Information technology itself is neutral without value judgment. In the information age, technological innovation continually brings new mediums for the dissemination of information, public debate and criticism that can be used for agitating social changes. They also offer new ways for the authorities to heed the voice of the people, carry out benign interaction with the public, and place themselves under the supervision of the masses.

China is still in a period of prominent social contradictions, and the fast social changes result in differences of opinion and different demands. All these sentiments, reasonable or radical, can find an outlet via weibo and other new media.

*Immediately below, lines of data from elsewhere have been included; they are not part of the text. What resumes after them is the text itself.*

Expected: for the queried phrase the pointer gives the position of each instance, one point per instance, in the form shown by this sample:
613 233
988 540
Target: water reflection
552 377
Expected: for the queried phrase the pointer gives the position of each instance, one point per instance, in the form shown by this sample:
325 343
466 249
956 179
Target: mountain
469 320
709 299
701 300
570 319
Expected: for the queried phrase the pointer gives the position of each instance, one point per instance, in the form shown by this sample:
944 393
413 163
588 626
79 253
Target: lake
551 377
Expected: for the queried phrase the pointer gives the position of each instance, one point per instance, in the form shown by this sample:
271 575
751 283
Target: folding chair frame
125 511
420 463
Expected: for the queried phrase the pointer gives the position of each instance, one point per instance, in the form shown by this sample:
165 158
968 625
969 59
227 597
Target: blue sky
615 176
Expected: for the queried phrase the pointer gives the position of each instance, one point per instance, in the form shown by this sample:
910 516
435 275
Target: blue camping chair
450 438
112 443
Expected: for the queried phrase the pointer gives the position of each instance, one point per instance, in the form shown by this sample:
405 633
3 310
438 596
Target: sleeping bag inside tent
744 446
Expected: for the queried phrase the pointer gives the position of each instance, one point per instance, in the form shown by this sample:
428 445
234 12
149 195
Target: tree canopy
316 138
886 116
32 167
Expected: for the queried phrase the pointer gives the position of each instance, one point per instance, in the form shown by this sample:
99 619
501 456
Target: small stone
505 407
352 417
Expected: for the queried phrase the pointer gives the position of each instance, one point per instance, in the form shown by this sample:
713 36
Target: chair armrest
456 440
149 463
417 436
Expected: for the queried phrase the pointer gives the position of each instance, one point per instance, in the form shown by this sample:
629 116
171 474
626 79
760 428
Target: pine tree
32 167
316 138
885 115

On the one hand, public opinion pressure conveyed by weibo is helpful in cracking down on corruption and supervising the administration of local governments. But on the other hand, whether weibo, and the technologies that enable it, can finally develop into a constructive force in the promotion of a civil society remains to be seen.

In practice, weibo rumors are like a "malignant tumor", which can bring discredit to the innocent and cause panic or even social unrest if not clarified in time.

Nothing can be accomplished without norms or standards, and this also applies to cyberspace. Without an effective authentication mechanism, such as a real-name registration system, and corporate ethics and personal self-discipline, weibo will lose its power to promote change.